Ia menjelaskan di Indonesia yang merupakan salah satu negara memiliki nitizen paling menakutkan di dunia, paling julit, haus informasi, sangat ngotot kalau merasa benar.
“Banyak negara, individu dan organisasi di dunia ini yang telah merasakan keganasan nitizen Indonesia. Banyak yang ampun-ampunan meminta nitizen Indonesia menghentikan serangan terhadap akun akun mereka. Ini Nitizen paling patriotik sedunia,” jelas dia
Ia menuturkan, masyarakat Indonesia adalah pengguna medsos terbesar di dunia, ini keuanggulan dan sekaligus merupakan tantangan.
Di satu sisi akan menjadi media pendidikan dan pembelajaran politik dll yang cepat, namun beberpa sisi perlu diwaspadai terutama menijgkatkan misinformasi dan disinformasi.

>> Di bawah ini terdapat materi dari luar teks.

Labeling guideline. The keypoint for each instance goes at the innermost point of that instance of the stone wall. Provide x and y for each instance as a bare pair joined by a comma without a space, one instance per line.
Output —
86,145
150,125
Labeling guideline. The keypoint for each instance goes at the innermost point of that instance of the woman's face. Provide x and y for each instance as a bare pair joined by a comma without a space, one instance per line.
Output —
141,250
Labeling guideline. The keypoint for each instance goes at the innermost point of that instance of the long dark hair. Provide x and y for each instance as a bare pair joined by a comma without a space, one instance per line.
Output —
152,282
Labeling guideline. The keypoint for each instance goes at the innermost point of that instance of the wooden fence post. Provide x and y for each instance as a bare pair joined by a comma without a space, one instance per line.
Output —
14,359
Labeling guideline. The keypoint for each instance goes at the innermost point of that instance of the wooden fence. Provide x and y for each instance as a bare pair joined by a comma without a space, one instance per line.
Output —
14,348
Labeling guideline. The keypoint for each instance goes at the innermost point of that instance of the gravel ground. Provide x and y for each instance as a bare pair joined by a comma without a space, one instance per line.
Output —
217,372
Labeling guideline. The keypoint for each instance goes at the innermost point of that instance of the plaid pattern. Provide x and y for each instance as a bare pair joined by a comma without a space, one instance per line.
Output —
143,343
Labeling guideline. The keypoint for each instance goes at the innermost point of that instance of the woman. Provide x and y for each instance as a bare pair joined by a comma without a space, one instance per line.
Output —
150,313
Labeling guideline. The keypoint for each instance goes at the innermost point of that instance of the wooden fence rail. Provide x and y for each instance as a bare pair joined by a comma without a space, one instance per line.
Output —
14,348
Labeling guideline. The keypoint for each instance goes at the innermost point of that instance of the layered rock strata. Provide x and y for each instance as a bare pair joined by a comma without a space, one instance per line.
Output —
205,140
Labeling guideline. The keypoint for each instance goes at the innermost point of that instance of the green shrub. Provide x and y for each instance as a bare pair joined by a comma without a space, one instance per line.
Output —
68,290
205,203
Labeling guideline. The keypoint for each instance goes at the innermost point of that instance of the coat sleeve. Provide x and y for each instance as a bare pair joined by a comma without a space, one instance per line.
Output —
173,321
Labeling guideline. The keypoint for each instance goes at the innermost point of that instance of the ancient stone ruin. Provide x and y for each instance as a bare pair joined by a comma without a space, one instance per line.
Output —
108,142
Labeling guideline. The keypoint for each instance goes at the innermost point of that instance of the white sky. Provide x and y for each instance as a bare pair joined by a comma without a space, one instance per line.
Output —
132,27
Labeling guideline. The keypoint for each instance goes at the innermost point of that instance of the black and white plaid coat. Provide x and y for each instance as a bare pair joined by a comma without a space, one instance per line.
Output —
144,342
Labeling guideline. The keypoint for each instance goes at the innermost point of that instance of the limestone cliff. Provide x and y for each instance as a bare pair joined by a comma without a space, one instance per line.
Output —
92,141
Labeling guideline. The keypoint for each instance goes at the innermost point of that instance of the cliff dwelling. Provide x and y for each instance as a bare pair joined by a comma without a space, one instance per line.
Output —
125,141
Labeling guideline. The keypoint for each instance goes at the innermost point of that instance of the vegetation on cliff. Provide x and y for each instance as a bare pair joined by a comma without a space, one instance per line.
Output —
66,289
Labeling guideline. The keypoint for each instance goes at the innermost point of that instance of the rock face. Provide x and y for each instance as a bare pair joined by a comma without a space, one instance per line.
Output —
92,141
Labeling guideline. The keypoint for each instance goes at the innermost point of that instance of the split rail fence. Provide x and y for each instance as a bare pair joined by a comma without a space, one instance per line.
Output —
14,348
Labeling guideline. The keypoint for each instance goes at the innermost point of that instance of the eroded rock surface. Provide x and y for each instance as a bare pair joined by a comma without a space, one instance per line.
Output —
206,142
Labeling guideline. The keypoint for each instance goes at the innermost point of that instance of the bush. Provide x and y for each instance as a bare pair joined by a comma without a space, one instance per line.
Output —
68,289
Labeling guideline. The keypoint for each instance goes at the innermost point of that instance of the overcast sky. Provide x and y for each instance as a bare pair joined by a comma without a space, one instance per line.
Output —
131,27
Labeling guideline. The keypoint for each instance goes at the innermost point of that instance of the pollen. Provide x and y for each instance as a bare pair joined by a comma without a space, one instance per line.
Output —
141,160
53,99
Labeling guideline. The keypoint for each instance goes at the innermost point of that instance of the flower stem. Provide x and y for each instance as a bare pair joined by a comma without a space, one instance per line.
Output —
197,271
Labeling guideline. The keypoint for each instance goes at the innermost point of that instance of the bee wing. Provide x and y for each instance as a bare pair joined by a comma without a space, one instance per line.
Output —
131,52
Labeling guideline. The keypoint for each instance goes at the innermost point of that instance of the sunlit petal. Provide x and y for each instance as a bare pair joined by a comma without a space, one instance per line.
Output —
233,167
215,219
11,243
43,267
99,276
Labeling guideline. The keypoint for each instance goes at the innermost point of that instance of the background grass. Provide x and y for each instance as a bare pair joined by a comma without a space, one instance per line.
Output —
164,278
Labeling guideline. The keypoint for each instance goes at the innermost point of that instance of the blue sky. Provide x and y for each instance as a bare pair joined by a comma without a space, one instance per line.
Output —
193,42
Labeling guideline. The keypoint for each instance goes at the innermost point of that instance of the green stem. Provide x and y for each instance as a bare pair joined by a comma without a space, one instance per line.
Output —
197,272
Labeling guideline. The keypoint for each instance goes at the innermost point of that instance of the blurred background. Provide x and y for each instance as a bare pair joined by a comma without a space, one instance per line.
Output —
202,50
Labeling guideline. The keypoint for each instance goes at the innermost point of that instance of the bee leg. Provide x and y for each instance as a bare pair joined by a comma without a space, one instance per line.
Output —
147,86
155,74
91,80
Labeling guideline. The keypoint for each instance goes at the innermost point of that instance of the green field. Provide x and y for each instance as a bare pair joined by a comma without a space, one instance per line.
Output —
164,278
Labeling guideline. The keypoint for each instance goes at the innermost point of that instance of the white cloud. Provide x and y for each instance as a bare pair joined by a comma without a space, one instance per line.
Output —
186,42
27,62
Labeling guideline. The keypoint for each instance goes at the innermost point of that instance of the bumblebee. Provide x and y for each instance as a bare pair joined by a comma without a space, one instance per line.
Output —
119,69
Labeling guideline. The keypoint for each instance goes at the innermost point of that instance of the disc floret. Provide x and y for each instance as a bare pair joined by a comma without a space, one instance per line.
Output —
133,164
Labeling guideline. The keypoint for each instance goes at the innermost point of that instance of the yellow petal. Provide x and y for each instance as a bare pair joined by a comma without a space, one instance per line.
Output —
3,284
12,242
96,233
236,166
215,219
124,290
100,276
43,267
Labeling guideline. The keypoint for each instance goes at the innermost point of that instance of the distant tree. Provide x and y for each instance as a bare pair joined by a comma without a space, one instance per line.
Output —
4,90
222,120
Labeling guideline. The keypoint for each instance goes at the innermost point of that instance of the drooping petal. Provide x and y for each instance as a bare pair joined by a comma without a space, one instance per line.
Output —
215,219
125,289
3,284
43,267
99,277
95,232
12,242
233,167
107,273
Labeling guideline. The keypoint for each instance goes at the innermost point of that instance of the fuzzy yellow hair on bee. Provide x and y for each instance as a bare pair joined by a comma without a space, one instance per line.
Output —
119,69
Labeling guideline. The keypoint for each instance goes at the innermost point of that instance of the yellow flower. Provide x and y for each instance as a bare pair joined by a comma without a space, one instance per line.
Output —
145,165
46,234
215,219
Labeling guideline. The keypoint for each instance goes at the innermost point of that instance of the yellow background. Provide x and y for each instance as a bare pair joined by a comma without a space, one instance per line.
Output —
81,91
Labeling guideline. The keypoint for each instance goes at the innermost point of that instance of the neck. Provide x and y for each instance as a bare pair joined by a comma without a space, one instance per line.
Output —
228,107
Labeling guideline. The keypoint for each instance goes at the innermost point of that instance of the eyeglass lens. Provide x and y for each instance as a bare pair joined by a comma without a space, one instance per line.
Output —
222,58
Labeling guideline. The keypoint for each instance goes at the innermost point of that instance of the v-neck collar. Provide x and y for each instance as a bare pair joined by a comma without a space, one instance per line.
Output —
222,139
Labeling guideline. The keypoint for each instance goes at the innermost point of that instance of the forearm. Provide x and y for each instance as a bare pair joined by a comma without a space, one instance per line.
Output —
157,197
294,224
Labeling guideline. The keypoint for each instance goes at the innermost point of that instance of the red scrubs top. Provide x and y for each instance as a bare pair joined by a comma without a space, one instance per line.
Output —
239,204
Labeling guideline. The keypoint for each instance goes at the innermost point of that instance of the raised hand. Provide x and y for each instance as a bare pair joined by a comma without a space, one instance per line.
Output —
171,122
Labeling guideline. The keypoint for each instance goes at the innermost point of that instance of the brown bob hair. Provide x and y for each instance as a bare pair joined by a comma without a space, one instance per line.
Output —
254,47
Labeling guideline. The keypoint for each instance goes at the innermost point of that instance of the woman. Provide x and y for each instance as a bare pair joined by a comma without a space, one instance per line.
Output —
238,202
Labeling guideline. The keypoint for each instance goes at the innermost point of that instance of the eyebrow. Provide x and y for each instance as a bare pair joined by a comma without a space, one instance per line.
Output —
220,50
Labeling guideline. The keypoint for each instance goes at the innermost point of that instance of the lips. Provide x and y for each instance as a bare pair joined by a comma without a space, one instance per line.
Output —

“Hal ini juga telah terjadi selama proses pemilu 2024. Namun jika melihat hasilmya, tampaknya kita harus berkesimpulan bahwa kemampuan menyaring informasi pengguna medsos sudah cukup mantap,” tutur dia.
Ia menambahkan jika melihat bagaimana pergerakan informasi selama pemilu, tidak mudah melakukan provokasi dengan disinformasi, karena pelaku yang menyampaikan realitas atau fakta sebenarnya jauh lebih banyak.
“Mereka menyebarkan informasi atau fakta lapangan dengan berbagai motivasi yang baik, ada sebagai tiktoker, youtuber, facebooker, dan lain sebagainya, dan informasi seru, menggembirakan, menarik dan lucu lucu jauh lebih deras dibandingkan informasi yang provokatif,” imbuh dia.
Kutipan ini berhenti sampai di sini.